# Cold Cuts Ideas



## jennerose (May 21, 2007)

Home made Cold cuts can be made easily by minced meats of chicken,lamb,beef,fish can be used to make roll,pates,galentines,ballontines and so.This is the one of the easy way to make cold cuts in home.Normally we dont have set recipe.

Ingrdients:Chicken Roll

Chicken minced-1kg
Egg-4nos
Worcester sauce-5ml
Tobasco sauce-3ml
Salt-to taste
White pepper-5gms
Gelatine-2gms
green olives-10nos
Black olives-10nos
Olive oil-10ml
Cling wrap
Silver foil

Direction:

Take the chicken mince and mince it again in the mincer.If this is not minced this will not get the correct shape.Add the whole egg,
Worcester sauce,Tobasco sauce,Salt,White pepper,Gelatine,green and black olives.Mix all together.Take from the mincer and pour it in a vessel.Mix it gently.Now take the cling wrap as required spread it on the table.Wash it wtth little olive oil and place the meat in the cling wrap and roll it tightly.Then wrap it with silver foil.Cook it either by steaming or roasting.till the meat cook(30-45mins).After meat is cooked remove it from the fire and cool it
Any condiments can be used to stuff cold cuts,such as cashewnuts,pista.
Sauces can also can be served with cold cuts
Fruit Sauce can be made with raspberry,orange and so on.
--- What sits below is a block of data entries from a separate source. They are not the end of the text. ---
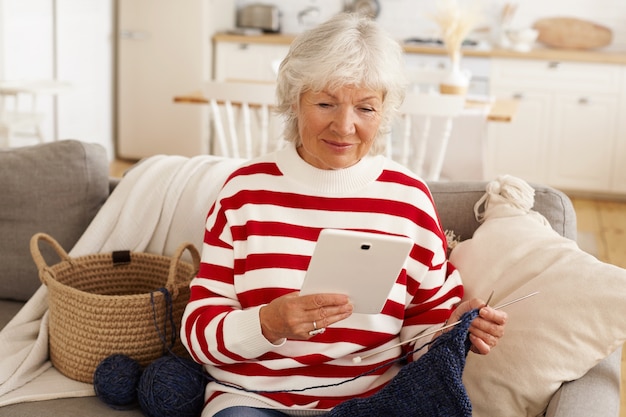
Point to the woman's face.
(337, 128)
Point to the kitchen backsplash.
(409, 18)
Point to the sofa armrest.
(594, 394)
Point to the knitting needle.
(358, 359)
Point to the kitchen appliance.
(265, 17)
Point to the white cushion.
(576, 320)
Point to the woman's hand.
(486, 329)
(293, 316)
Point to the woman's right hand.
(292, 316)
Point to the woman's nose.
(343, 123)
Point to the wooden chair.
(236, 132)
(411, 150)
(19, 109)
(15, 119)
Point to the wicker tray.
(121, 302)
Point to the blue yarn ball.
(172, 386)
(116, 379)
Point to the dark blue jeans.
(249, 412)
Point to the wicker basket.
(103, 304)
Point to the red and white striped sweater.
(259, 237)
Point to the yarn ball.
(172, 386)
(116, 379)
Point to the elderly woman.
(339, 89)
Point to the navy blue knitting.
(432, 386)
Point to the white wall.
(71, 40)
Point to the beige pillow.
(575, 321)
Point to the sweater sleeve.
(433, 285)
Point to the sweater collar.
(338, 181)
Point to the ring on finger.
(315, 330)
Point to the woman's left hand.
(486, 329)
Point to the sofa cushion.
(574, 322)
(58, 197)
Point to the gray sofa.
(58, 188)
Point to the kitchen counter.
(595, 56)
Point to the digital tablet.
(362, 265)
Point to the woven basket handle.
(40, 262)
(171, 285)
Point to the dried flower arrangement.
(455, 23)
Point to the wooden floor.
(605, 219)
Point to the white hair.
(347, 50)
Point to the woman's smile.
(337, 128)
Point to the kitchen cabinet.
(247, 61)
(566, 133)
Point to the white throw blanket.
(159, 204)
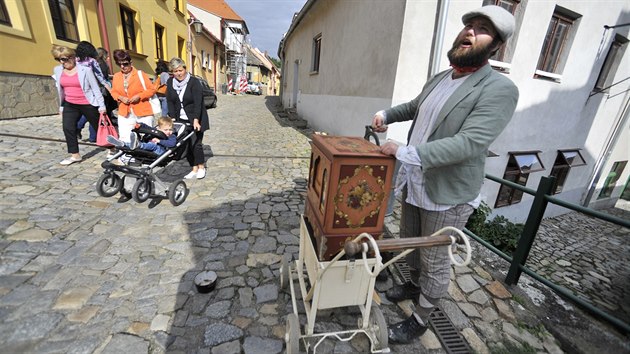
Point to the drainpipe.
(103, 30)
(617, 131)
(436, 53)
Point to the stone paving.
(80, 273)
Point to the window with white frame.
(317, 47)
(64, 20)
(159, 41)
(561, 167)
(611, 63)
(4, 14)
(520, 165)
(127, 19)
(557, 43)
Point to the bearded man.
(456, 117)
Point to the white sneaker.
(191, 174)
(115, 141)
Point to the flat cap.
(502, 20)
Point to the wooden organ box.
(348, 189)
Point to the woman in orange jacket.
(132, 97)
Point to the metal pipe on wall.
(434, 66)
(102, 27)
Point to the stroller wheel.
(177, 192)
(292, 334)
(141, 190)
(108, 184)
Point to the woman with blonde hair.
(131, 95)
(184, 98)
(79, 94)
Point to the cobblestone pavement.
(80, 273)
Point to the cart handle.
(364, 249)
(351, 248)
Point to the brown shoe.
(403, 292)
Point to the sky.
(267, 20)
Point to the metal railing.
(542, 197)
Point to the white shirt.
(410, 173)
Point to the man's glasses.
(63, 59)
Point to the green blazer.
(453, 158)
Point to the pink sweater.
(72, 88)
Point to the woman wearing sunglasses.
(132, 97)
(79, 94)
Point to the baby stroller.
(138, 179)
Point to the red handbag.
(105, 128)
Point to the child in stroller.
(151, 149)
(158, 143)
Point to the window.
(611, 63)
(64, 20)
(179, 6)
(564, 161)
(519, 166)
(159, 41)
(317, 47)
(129, 28)
(611, 180)
(506, 52)
(556, 46)
(181, 47)
(4, 14)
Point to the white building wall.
(357, 64)
(549, 116)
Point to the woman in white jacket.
(79, 95)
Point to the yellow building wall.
(26, 65)
(25, 46)
(31, 34)
(147, 15)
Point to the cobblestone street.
(80, 273)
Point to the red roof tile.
(217, 7)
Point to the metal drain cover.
(448, 335)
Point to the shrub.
(500, 232)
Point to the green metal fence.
(542, 197)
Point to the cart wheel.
(292, 337)
(177, 192)
(285, 275)
(108, 185)
(378, 325)
(141, 190)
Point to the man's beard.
(475, 56)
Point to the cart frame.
(341, 283)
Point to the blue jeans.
(164, 106)
(81, 123)
(151, 146)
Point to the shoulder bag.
(105, 128)
(156, 106)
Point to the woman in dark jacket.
(184, 97)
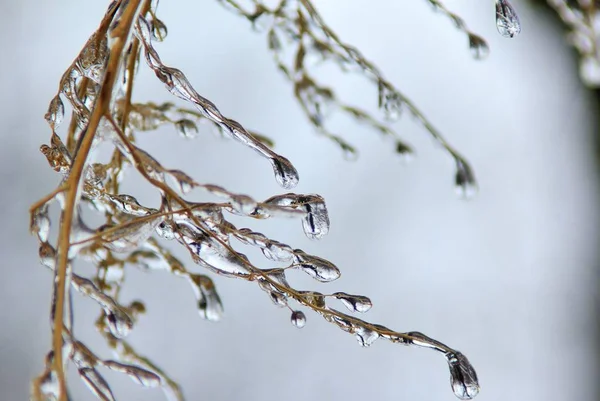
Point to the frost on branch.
(98, 87)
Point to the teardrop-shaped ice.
(209, 302)
(137, 374)
(355, 303)
(187, 128)
(285, 173)
(97, 384)
(507, 20)
(463, 377)
(316, 221)
(365, 336)
(56, 112)
(466, 184)
(318, 268)
(298, 319)
(159, 30)
(479, 47)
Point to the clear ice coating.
(298, 319)
(96, 383)
(366, 337)
(507, 20)
(391, 102)
(479, 47)
(187, 128)
(466, 184)
(318, 268)
(209, 302)
(141, 376)
(355, 303)
(316, 221)
(178, 84)
(463, 377)
(56, 112)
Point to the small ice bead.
(507, 20)
(298, 319)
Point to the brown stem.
(120, 35)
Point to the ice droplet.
(365, 336)
(97, 384)
(119, 323)
(243, 204)
(285, 173)
(466, 184)
(318, 268)
(589, 70)
(298, 319)
(166, 229)
(159, 30)
(209, 302)
(507, 20)
(390, 101)
(56, 112)
(316, 221)
(463, 377)
(187, 128)
(478, 46)
(137, 374)
(355, 303)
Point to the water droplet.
(589, 70)
(49, 386)
(463, 377)
(218, 257)
(349, 152)
(314, 298)
(137, 374)
(285, 172)
(119, 323)
(47, 255)
(298, 319)
(263, 21)
(274, 42)
(355, 303)
(159, 30)
(55, 113)
(277, 251)
(316, 221)
(185, 182)
(209, 302)
(278, 298)
(166, 229)
(318, 268)
(390, 101)
(365, 336)
(479, 47)
(507, 20)
(97, 384)
(40, 223)
(466, 184)
(243, 204)
(187, 128)
(404, 151)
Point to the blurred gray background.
(510, 277)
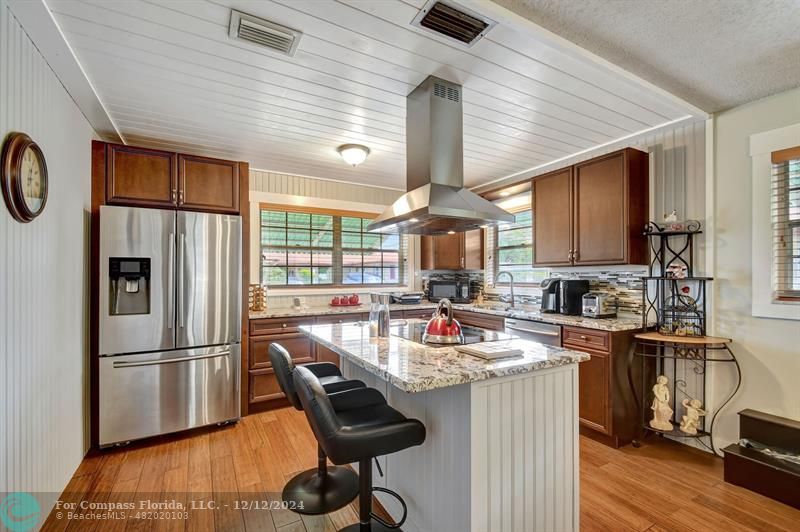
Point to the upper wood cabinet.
(143, 177)
(552, 205)
(208, 184)
(447, 252)
(592, 213)
(459, 251)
Nowadays cold cuts are very rarely made.They are readymade available in super market.So you can purchase them and slice it ,to eat,This can be used to make sandwiches,hot dogs.Cold cuts can be served any time during meal.Ready made cold cuts are high in fat and sodium.Some are chicken salami,chicken spicy roll,sliced ham,bacon,smoked salami and so.


----------



## Andy M. (May 21, 2007)

Jennerose:

What type of mincer do you use?


----------



## Caine (May 21, 2007)

Doberman?    

..............


----------



## CharlieD (May 21, 2007)

What is "cling wrap"?


----------



## GB (May 21, 2007)

Charlie, it is Saran Wrap or Plastic Wrap.


----------



## StirBlue (May 21, 2007)

CharlieD said:
			
		

> What is "cling wrap"?


 
Rolled Plastic Wrap. (Saran Wrap)

jennerose: Got any recipes for bologna? 

I could also use some new ideas for egg fillings.


----------



## CharlieD (May 21, 2007)

Yeah, here i was hoping it would be a real stuff, like the one that is used in the factories, to make cold cuts and salamies. 

Does anybody know where to find some?


----------



## StirBlue (May 21, 2007)

CharlieD:  Are you wanting to make some head cheese type meat?


----------



## Caine (May 21, 2007)

Oh, you said MINCER? I thought you said PINCER!

Idea for baloney?  Follow Tim McGraw's advice "A fried baloney sandwich, with mayo and tomato_..." Remember When _


----------



## CharlieD (May 21, 2007)

Not sure, what it's called, Blue.


----------